The next reader was Mary Swander, who's study of the Amish culture revealed some interesting comparisons between political policy and social values. For example, the Amish people financially and socially cut off those who stray from their beliefs. Possibly a harsh thing to do to someone who is part of your community. However, the idea is actually something that is practiced in political circuits now: this concept is known as sanctions. Mary proceeded to read a piece about older gentleman who talks about the things that he's seen in life, including being in both World Wars, and how he doesn't want to see it happen again.

After Mary, we returned to several more readers from the Noble Pen writer's group. Cathy Wilkie-Tomes had nearly everyone in tears with a piece she had written about woman who had met a soldier shortly before being called up to duty for Desert Storm. She waited while he was gone, and was reunited with him. However, after his return, things started to fall apart. He was unwilling to talk about the things that he'd done and seen during the war. She saw photos, but he would only say that he was guarding prisoners. During the conflict he had lost the Peace pendant she had given him before he left. Finally, one night, she woke up to him holding her in a neck-lock position, pointing his fingers in a mock gun at her head and muttering "I'll do it, I swear..."

Ian Philpott took the stage and read several pieces about war and patriotism in extremism that often lead to the perversion of thoughts and actions that lead to war.

I missed the next several poets as I had to depart for a few minutes to use the facilities.

I returned to Robert Dana taking the stage. He presented several pieces that presented perspectives on war from people who had actually been in previous wars. Including Korea, Viet-Nam, and WWII.

Next was Katie Ford, who presented some insight into the psychological affects that war had, not just on the participants, but on the civilian population as well.

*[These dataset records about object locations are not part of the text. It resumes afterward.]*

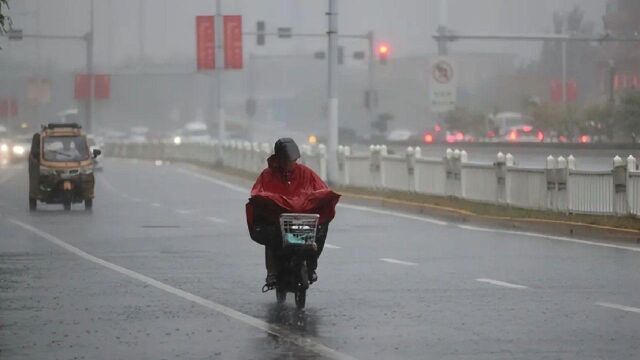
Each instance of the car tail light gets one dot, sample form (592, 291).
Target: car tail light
(428, 138)
(513, 135)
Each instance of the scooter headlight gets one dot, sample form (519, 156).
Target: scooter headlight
(46, 171)
(18, 150)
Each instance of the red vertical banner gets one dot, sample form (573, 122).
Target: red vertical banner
(233, 57)
(12, 108)
(556, 91)
(102, 86)
(205, 42)
(572, 91)
(81, 87)
(4, 108)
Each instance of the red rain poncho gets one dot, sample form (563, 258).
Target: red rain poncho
(299, 191)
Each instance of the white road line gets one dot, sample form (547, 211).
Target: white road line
(620, 307)
(304, 342)
(215, 181)
(502, 283)
(102, 180)
(393, 213)
(549, 237)
(216, 220)
(432, 221)
(399, 262)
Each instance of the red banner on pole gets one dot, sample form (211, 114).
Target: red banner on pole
(556, 91)
(81, 87)
(4, 108)
(233, 57)
(13, 108)
(102, 86)
(205, 42)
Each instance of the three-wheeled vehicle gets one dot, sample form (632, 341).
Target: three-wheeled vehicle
(61, 167)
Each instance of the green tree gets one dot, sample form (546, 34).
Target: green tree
(627, 117)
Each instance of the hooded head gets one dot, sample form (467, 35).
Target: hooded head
(286, 153)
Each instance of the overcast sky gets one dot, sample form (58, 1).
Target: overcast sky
(166, 27)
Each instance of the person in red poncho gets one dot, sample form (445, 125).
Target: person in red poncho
(287, 187)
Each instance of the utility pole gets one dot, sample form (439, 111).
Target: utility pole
(564, 72)
(372, 95)
(90, 100)
(219, 28)
(332, 113)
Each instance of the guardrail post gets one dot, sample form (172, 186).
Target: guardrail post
(322, 158)
(411, 169)
(562, 180)
(463, 157)
(501, 178)
(620, 177)
(552, 183)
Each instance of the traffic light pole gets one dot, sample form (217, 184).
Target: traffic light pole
(332, 113)
(372, 95)
(219, 28)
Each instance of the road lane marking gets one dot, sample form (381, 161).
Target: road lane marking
(216, 220)
(428, 220)
(619, 307)
(549, 237)
(304, 342)
(393, 213)
(399, 262)
(102, 180)
(502, 283)
(215, 181)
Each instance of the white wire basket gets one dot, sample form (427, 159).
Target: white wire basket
(299, 229)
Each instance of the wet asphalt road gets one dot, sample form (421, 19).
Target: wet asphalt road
(163, 268)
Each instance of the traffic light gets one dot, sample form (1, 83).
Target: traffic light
(260, 30)
(383, 53)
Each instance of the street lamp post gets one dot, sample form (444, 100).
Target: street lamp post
(332, 113)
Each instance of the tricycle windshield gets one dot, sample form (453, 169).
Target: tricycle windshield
(65, 148)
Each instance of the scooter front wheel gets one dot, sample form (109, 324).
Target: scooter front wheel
(301, 299)
(281, 295)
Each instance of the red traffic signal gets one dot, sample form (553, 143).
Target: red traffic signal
(383, 52)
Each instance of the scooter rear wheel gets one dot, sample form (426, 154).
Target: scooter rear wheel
(281, 295)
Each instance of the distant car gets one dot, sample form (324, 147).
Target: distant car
(400, 135)
(5, 151)
(95, 143)
(524, 134)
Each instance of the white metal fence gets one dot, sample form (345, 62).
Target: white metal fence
(557, 187)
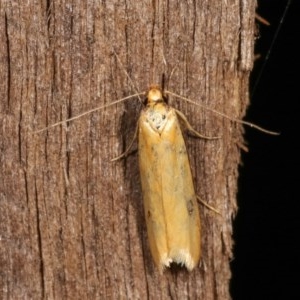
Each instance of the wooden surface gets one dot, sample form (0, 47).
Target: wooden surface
(71, 221)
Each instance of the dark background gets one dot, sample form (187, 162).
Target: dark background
(266, 261)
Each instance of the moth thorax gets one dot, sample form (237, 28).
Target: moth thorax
(154, 95)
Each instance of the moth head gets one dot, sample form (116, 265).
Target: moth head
(155, 95)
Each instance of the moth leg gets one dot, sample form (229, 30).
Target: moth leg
(128, 148)
(190, 128)
(208, 206)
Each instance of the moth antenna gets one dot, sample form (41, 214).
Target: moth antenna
(208, 206)
(271, 47)
(127, 75)
(262, 20)
(224, 116)
(88, 112)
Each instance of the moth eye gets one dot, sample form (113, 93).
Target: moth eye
(190, 207)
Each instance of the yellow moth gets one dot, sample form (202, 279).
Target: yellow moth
(170, 202)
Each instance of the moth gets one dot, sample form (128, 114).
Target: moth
(170, 202)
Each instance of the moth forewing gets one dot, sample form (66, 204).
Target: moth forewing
(170, 203)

She then read a monologue from the perspective of a survivor of a war. And followed with a poem from her works that underscored the idea of trying to understand what is normal when there hasn't been anything normal to hold on to for an extended period of time.

Next were a couple more poets from the Noble Pen group.

I closed the reading with a diary entry from the Iraq Peace Team that talked about the affects of adjusting to the bombings in the middle of the night, and seeing a demolished farmhouse from those bombings. And lambasting the media for not reporting all sides of the story, including making the Iraq Peace Team sound like traitors, despite their attempt to focus the interview on the work and the things that they are finding (like the piece of a bomb one of the participants found at the farm house).

The piece closed with the following line: "The candle I use for my time of contemplation slowly burned itself out this morning. Not an omen, I hope!"

After cleaning up the place, and finishing all the other side work, I decided to go to Iowa City to hear Saadi and Chuck read again. (They will also have a couple of other readings in the area during the next month I hope to attend.)

At this reading, I was able to listen more closely to Saadi's readings in Arabic. I was able to listen to and hear the rhythmic patterns of the work, and the way the phrasings work. It's really fascinating, there are several marks in the way words end with inhalations or exhalations, and their intensity that serve as a way of marking the phrases. There's an arrangement of dipthongs and characteristics to the words that set up interesting rhythmic patterns.

After the reading I was able to ask him a little more about the translation of works, and the carrying of culture across languages. I asked him if it was as difficult to translate works to Arabic, knowing that the works of Emily Dickinson, Langston Hughes and other poets had been translated, and were important to poets in that region. He answered by telling me that he had attempted to translate Allen Ginsberg's "Howl", but had to stop on the second line because there wasn't a way to translate "an angry fix" because drug addiction is very different there, it isn't a concept that translates well.